ERPP Enhanced Process

In advanced microelectronic applications, tungsten films are critical layers within frequency-selective components such as Surface Acoustic Wave (SAW) and Bulk Acoustic Wave (BAW) filters. For Solidly Mounted Resonator (SMR) configurations in BAW filters, multilayer silicon-based stacks require exceptional film uniformity and run-to-run thickness repeatability on the order of ±1%.

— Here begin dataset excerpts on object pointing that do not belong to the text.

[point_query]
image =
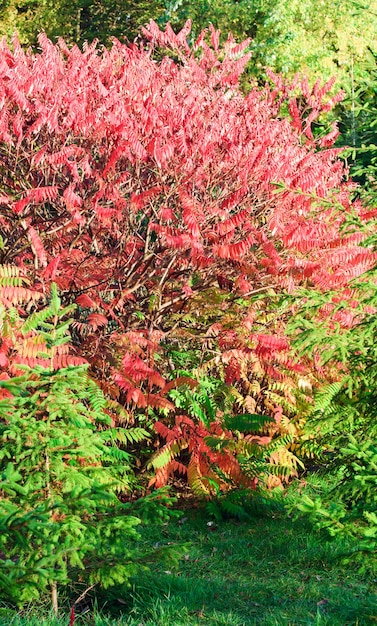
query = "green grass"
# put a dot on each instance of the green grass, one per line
(269, 571)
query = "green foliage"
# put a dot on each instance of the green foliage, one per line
(349, 508)
(77, 21)
(61, 469)
(59, 509)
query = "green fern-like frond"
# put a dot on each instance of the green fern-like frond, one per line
(247, 422)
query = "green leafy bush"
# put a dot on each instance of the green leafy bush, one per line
(61, 470)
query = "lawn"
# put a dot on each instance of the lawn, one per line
(267, 571)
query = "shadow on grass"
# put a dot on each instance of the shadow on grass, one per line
(265, 572)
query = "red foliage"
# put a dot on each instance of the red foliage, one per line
(132, 182)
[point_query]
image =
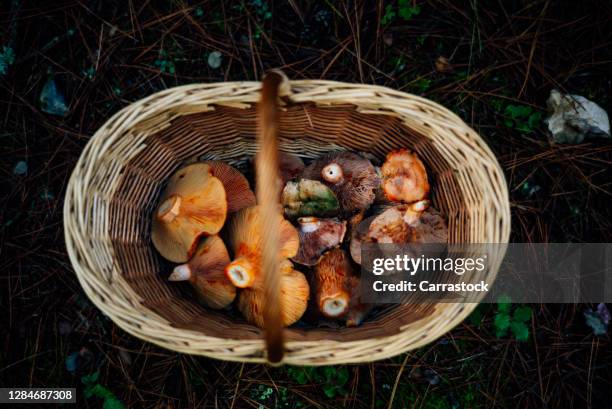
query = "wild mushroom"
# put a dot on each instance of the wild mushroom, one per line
(246, 242)
(357, 308)
(309, 198)
(206, 273)
(330, 279)
(192, 205)
(404, 178)
(352, 178)
(294, 296)
(359, 236)
(316, 237)
(397, 224)
(237, 190)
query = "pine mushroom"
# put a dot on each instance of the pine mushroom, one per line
(294, 296)
(307, 197)
(357, 308)
(404, 224)
(316, 237)
(404, 178)
(352, 178)
(330, 279)
(237, 190)
(192, 205)
(206, 273)
(290, 166)
(246, 242)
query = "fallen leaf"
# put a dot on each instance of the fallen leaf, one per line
(443, 65)
(215, 59)
(51, 100)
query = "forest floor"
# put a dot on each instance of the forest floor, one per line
(494, 65)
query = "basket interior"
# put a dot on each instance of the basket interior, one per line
(228, 134)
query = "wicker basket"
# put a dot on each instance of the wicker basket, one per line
(117, 180)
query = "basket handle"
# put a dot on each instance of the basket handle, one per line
(274, 84)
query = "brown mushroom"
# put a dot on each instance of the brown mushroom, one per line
(316, 237)
(305, 197)
(192, 205)
(359, 236)
(404, 178)
(206, 273)
(294, 296)
(237, 190)
(352, 178)
(290, 166)
(246, 242)
(357, 308)
(404, 224)
(330, 279)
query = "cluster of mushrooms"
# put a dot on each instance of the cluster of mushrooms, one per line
(208, 220)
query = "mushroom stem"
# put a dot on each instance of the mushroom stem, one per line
(241, 272)
(181, 273)
(414, 211)
(309, 224)
(332, 173)
(336, 305)
(169, 209)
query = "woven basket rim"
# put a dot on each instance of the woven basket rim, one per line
(308, 352)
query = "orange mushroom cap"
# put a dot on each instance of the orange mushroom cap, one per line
(192, 205)
(357, 308)
(330, 278)
(206, 273)
(294, 296)
(237, 190)
(316, 237)
(246, 241)
(404, 178)
(415, 223)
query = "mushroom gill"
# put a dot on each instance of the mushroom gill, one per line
(246, 242)
(316, 237)
(206, 273)
(192, 205)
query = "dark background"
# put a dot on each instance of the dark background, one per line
(103, 55)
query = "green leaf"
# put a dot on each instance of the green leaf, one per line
(501, 323)
(389, 15)
(534, 120)
(504, 303)
(342, 376)
(520, 331)
(594, 321)
(522, 314)
(329, 390)
(91, 378)
(518, 111)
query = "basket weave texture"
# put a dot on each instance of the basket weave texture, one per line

Since resonant frequency is inversely proportional to the thickness of constituent layers — including tungsten — precise thickness control is essential for accurate frequency tuning. KDF 900 series systems equipped with three- or four-target configurations, precisely controlled scan speeds, and multistep recipe capabilities are purpose-built for these demanding applications.

Measured Performance Data

Tungsten (W) and titanium tungsten (TiW) films were deposited non-reactively using elemental W and TiW targets. The results confirm the ERPP's capability for high-precision thin film deposition across all key metrics:

Sheet Resistance

Figure 3 illustrates a reduction in sheet resistance with increasing setpoint values under constant linear scanning conditions. Wafer rotation during sputtering was found to significantly enhance thin-film uniformity — the rotational motion averages out spatial non-uniformities inherent in the sputtering process, improving thickness uniformity and stabilizing critical film properties such as sheet resistance. The decrease in sheet resistance with increasing setpoint values suggests potential microstructural improvements, including enhanced film density and grain structure.

Uniformity Performance

Figure 4 presents uniformity results for W and TiW films deposited with the ERPP-enabled KDF 900 system. The planetary scanning motion consistently achieved:

• Within-wafer uniformity better than ±1% across all tested processes
• Pallet-wide uniformity better than ±2% — a significant improvement over standard ±2% baseline
• Consistent performance confirmed across multiple deposition runs

Surface Roughness

Figure 5 demonstrates significant improvements in surface roughness. While wafer rotation contributes to enhanced thickness uniformity, its influence on surface roughness is multifaceted. Depending on process parameters — rotation speed, deposition pressure, and target power — surface roughness may either increase or decrease. Careful optimization of sputtering conditions is therefore essential to achieve the desired film characteristics for each specific application.

Discussion & Future Applications

The ERPP represents a significant advancement in metallic film deposition technology. This technique has reduced metallic film non-uniformities from typical values of ±2% to less than ±1% across the pallet for non-reactive deposition processes — a measurable, repeatable improvement that directly supports next-generation device manufacturing requirements.

For production engineers working in semiconductor, photonics, BAW/SAW filter manufacturing, or advanced materials research, the ERPP-equipped KDF 900 series represents the current state of the art in batch inline sputtering uniformity.